General information
- Type: Glider
- National origin: United States
- Manufacturer: Ed Minghelle
- Designer: Irving Prue
- Status: Sole example in the National Soaring Museum
- Primary user: Ed Minghelle
- Number built: One

History
- Introduction date: 1964
- First flight: October 1964
- Developed from: Prue Two

= Prue IIA =

American glider

The Prue IIA is an American, high-wing, two-seat, T-tailed glider that was designed by Irving Prue and constructed by Ed Minghelle of Palmdale, California.

==Design and development==
Based on the Prue Two, the IIA incorporates many changes to the basic design, including a T-tail in place of a low-tail, fixed instead of retractable landing gear, a shorter two-piece wing instead of a three-piece wing and an empty weight that is 210 lb lighter. The Prue IIA was built by Minghelle between 1961 and 1964, culminating in a first flight in October 1964.

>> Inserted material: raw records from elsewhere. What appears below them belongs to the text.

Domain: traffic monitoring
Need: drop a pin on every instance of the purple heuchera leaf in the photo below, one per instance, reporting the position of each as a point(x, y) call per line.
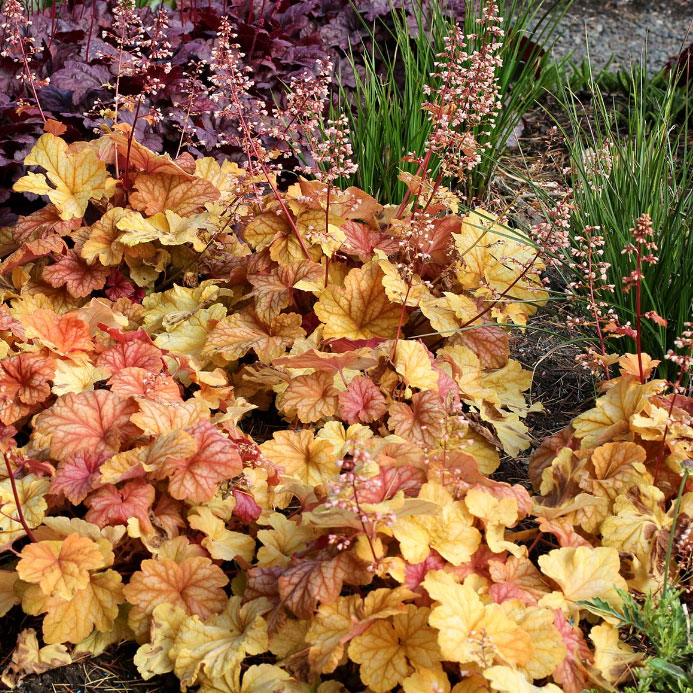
point(81, 79)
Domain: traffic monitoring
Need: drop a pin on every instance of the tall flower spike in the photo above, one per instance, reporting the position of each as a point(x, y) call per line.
point(19, 45)
point(464, 107)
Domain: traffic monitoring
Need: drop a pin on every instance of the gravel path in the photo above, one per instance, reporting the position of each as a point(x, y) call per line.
point(623, 28)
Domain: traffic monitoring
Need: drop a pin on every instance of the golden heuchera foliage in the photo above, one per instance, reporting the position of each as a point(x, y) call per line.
point(223, 447)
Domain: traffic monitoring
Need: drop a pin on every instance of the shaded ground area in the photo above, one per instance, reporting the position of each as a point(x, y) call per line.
point(548, 347)
point(624, 28)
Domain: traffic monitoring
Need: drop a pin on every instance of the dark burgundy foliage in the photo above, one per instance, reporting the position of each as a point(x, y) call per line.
point(280, 38)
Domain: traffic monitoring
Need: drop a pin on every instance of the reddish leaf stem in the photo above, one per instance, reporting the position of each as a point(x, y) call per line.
point(17, 502)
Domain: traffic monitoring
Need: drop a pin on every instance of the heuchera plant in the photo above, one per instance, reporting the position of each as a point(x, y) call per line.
point(74, 61)
point(254, 429)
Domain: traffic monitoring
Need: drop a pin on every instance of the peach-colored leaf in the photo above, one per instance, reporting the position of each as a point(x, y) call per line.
point(180, 194)
point(308, 583)
point(309, 397)
point(76, 476)
point(79, 278)
point(66, 334)
point(60, 567)
point(362, 402)
point(422, 422)
point(195, 585)
point(196, 478)
point(97, 421)
point(23, 384)
point(115, 506)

The Prue IIA has a 60 ft wing that employs a NACA 63-618 airfoil. The aircraft is of all-metal construction and seats two in tandem under a long single-piece canopy.

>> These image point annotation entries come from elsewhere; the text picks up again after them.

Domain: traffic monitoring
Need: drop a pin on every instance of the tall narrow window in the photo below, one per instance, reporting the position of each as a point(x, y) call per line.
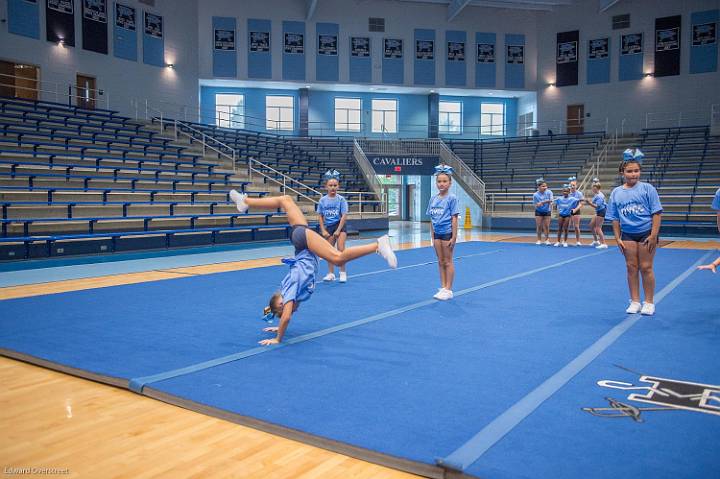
point(279, 113)
point(450, 120)
point(229, 110)
point(384, 116)
point(347, 114)
point(492, 119)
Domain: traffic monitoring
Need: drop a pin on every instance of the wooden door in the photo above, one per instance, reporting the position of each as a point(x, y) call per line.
point(575, 119)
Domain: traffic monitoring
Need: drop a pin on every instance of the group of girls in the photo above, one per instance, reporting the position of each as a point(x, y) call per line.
point(634, 209)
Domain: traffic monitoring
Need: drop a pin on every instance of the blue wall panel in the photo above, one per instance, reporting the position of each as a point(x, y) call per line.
point(224, 61)
point(153, 47)
point(703, 54)
point(455, 70)
point(23, 18)
point(485, 72)
point(424, 68)
point(259, 62)
point(125, 39)
point(294, 63)
point(515, 72)
point(327, 66)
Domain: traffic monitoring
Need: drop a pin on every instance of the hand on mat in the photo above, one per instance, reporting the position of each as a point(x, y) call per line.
point(710, 266)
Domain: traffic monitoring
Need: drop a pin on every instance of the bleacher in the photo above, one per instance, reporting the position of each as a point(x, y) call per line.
point(81, 181)
point(510, 166)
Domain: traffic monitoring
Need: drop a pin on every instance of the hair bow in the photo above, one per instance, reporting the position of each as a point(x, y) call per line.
point(443, 168)
point(268, 315)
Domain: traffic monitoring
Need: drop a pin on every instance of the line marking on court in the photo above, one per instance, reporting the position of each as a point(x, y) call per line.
point(137, 384)
point(468, 453)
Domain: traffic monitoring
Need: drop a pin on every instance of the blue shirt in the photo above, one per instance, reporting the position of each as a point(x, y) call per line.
point(332, 209)
point(634, 207)
point(538, 197)
point(441, 209)
point(716, 200)
point(299, 284)
point(566, 205)
point(599, 202)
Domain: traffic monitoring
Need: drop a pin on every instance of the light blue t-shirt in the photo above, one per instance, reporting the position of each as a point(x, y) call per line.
point(566, 205)
point(441, 209)
point(332, 209)
point(716, 200)
point(599, 202)
point(299, 284)
point(538, 197)
point(634, 207)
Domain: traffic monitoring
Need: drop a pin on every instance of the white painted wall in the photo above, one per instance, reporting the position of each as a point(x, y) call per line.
point(122, 80)
point(628, 100)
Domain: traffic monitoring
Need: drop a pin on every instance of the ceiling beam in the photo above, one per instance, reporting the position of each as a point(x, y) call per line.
point(310, 6)
point(455, 7)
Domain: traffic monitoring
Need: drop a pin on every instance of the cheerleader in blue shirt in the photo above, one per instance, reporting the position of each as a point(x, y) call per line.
point(333, 210)
point(566, 205)
point(299, 284)
point(443, 210)
point(598, 202)
point(635, 210)
point(542, 199)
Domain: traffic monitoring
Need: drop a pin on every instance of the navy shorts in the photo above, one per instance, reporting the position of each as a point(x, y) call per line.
point(333, 228)
point(298, 237)
point(638, 237)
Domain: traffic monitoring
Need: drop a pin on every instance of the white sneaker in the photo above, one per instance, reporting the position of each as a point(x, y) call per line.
point(634, 307)
point(239, 199)
point(385, 250)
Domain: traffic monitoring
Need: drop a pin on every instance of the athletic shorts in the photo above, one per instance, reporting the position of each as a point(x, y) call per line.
point(298, 237)
point(638, 237)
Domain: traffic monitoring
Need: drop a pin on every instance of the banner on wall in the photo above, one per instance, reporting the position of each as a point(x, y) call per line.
point(393, 48)
point(667, 39)
point(631, 44)
point(225, 40)
point(327, 45)
point(516, 54)
point(360, 46)
point(95, 10)
point(424, 49)
point(456, 51)
point(259, 41)
point(125, 16)
point(567, 52)
point(486, 53)
point(153, 25)
point(62, 6)
point(294, 43)
point(598, 48)
point(704, 34)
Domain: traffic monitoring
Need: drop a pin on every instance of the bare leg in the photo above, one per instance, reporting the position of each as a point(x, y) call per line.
point(318, 245)
point(285, 203)
point(632, 262)
point(646, 258)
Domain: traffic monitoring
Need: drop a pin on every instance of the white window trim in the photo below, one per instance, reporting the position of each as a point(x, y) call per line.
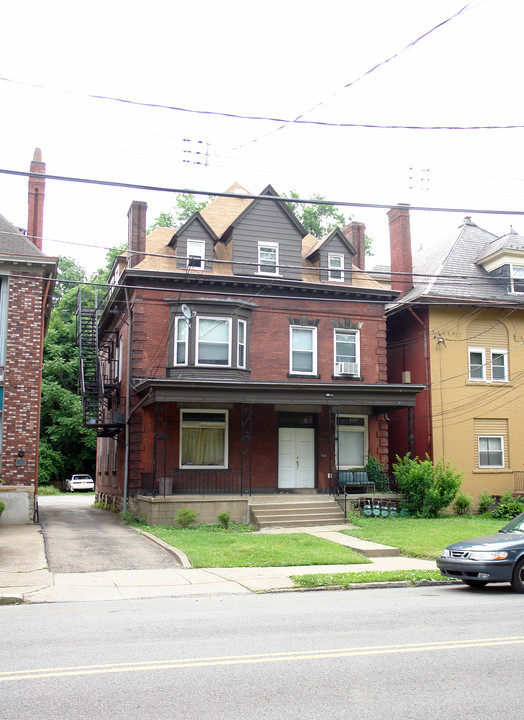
point(363, 429)
point(226, 439)
point(504, 353)
point(313, 331)
point(335, 269)
point(201, 245)
point(482, 351)
point(197, 343)
point(272, 246)
point(491, 437)
point(180, 319)
point(243, 345)
point(356, 334)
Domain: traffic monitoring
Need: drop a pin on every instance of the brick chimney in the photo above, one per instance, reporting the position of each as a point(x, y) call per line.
point(136, 238)
point(35, 215)
point(356, 234)
point(400, 244)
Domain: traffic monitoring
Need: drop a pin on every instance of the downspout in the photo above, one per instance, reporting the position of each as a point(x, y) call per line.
point(426, 367)
point(45, 304)
point(128, 401)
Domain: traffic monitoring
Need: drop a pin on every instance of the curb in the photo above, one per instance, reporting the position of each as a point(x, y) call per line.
point(181, 557)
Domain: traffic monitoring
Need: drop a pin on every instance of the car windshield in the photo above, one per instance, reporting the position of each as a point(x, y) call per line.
point(516, 525)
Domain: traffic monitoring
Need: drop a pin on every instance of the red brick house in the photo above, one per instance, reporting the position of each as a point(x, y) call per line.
point(26, 292)
point(239, 355)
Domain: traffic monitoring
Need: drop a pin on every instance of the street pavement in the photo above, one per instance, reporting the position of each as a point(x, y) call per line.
point(33, 570)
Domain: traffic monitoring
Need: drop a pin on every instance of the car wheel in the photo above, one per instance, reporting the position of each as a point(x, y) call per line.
point(517, 581)
point(475, 583)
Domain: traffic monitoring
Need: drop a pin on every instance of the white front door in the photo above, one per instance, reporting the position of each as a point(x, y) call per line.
point(296, 458)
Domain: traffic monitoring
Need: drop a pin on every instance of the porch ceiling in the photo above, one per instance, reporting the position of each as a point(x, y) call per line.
point(291, 393)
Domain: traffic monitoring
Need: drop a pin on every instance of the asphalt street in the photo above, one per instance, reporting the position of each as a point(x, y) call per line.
point(401, 654)
point(80, 538)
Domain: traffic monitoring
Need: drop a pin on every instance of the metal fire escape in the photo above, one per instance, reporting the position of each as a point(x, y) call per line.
point(102, 404)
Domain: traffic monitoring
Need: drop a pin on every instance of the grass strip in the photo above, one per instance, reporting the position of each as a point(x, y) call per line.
point(420, 537)
point(345, 580)
point(207, 548)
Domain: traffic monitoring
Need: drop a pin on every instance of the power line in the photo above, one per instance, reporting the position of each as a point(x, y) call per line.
point(267, 198)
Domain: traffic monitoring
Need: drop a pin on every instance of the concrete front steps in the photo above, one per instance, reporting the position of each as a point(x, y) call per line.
point(289, 514)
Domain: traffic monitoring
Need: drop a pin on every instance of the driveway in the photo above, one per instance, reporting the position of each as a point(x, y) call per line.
point(80, 538)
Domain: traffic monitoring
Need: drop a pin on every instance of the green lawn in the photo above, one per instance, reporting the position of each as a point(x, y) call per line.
point(207, 547)
point(345, 580)
point(418, 537)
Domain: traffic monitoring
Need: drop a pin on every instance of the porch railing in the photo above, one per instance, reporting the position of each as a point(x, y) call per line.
point(518, 481)
point(195, 482)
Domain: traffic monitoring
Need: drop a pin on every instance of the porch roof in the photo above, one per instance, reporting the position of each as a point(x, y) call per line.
point(268, 393)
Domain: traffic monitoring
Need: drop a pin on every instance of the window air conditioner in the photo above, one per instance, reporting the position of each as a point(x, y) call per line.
point(347, 368)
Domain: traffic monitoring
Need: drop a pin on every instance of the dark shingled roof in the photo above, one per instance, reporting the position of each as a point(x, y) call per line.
point(449, 270)
point(14, 242)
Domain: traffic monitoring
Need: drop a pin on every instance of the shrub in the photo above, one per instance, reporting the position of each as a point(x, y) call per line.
point(462, 503)
point(508, 507)
point(377, 474)
point(186, 517)
point(224, 519)
point(485, 502)
point(428, 488)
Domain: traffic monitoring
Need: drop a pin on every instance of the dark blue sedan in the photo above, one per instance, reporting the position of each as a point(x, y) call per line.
point(493, 558)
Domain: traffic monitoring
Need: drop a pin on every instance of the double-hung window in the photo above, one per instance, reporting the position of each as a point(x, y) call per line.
point(491, 451)
point(303, 355)
point(488, 365)
point(268, 258)
point(196, 252)
point(203, 438)
point(499, 365)
point(181, 344)
point(477, 364)
point(213, 346)
point(241, 344)
point(336, 268)
point(347, 352)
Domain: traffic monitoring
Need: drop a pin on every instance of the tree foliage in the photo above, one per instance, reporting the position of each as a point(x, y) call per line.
point(320, 218)
point(185, 206)
point(428, 488)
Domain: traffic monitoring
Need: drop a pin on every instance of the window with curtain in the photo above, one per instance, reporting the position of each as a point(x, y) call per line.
point(303, 350)
point(203, 438)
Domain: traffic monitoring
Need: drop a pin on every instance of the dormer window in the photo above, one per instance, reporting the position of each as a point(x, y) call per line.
point(335, 268)
point(268, 258)
point(196, 253)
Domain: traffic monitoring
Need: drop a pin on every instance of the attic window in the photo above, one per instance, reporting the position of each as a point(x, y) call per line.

Only one Prue IIA was ever built.

==Operational history==
The Prue IIA was used to set several multi-place glider records. It held the world out-and-return record of 366.88 mi for a period of six months in 1967. A second world out-and-return record was set in 1972, flying 425.3 mi from Pearblossom, California. In 1967 it was also flown to a world multi-place declared goal record of 322.35 mi.

The IIA was removed from the Federal Aviation Administration aircraft registry on 16 March 1989 and now belongs to the National Soaring Museum.

==Aircraft on display==
- National Soaring Museum - sole example, listed as "in storage".